My “studies for a woodland drawing” were made in Queen’s Wood, an ancient woodland in north London. They’re less about what the wood looks like, and more about how I feel when I’m there, what the wood elicits in me, or allows me to express. The shape of the paper is like a long mirror, the type in which the whole body is seen; it’s also akin to the East Asian hanging scroll, traditionally used for calligraphy and landscape painting.
In the Japanese art of hatsuboku (flung ink) or haboku (broken ink) as practiced by Sesshū Tōyō(1420-1506) and his followers, the element of chance is powerfully introduced into the depiction of mountains, waterfalls etc. Ink is applied to the paper only after long contemplation, and then with the maximum spontaneity. Working in this way, I find that every mark risks being a ‘mistake’, and every artwork a ‘failure’. It’s not easy to accept this kind of letting go, in the artwork or in myself, but it is important to keep taking these risks.
Zen painters approach painting in a meditative spirit. They paint like beginners, honest, simple, and innocent.
Marjon de Jong, Sumi-e Master
Queen’s Wood, 10/10/20, 10.44-11.29am, 51° 34′ 45”N, 0° 8′ 34”W (left) and Queen’s Wood, September 2020 (right)
These artworks were made in Queen’s Wood. They’re about a duration of time committed to just being still in nature, and reflect the time I’ve spent committing to my creativity. Both are acts of self-care. Like a conventional photograph, the circular pool of light-sensitive emulsion becomes a record of a particular quality of light, time and location. The light in a place is perhaps the aspect I respond to most, but when I spend time in the woods I try to notice all aspects of nature unfolding around me.
In my art practice I welcome and learn from chance effects, letting nature take its course: the unpredictable relationships of water and pigment on paper, and between my eye and hand. The blue disc was painted in the dark before being brought out into the light. I was thinking of the sun and earth and moon, but didn’t anticipate its fiery edge, perhaps reminiscent of a solar eclipse and the moment of darkness before the sun returns: life after death, dissolution and regeneration.

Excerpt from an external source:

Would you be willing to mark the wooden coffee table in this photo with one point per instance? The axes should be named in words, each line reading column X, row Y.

For Queen’s Wood, September 2020 paper light-sensitized with cyanotype emulsion was tucked under stems of living ivy and left to expose in the sun (and then fixed by washing out with water). The procedure is ritualistic and performative: to go out in the early morning to make art in the woods (and with the woods) is exciting but makes me feel vulnerable too. I’m aware of the beauty, of growth and decay, and the natural cycles of which I am a part.
Times passes, and all things change, quickly or slowly.I sit for an hour as the cyanotype completes its photo-chemical reaction. This is a kind of spontaneous drawing, and I don’t know or want to know exactly what result will emerge. For me the image made with ivy reflects uncertainty and ambiguity. It may evoke hot summer skies, but it’s also like looking through ice.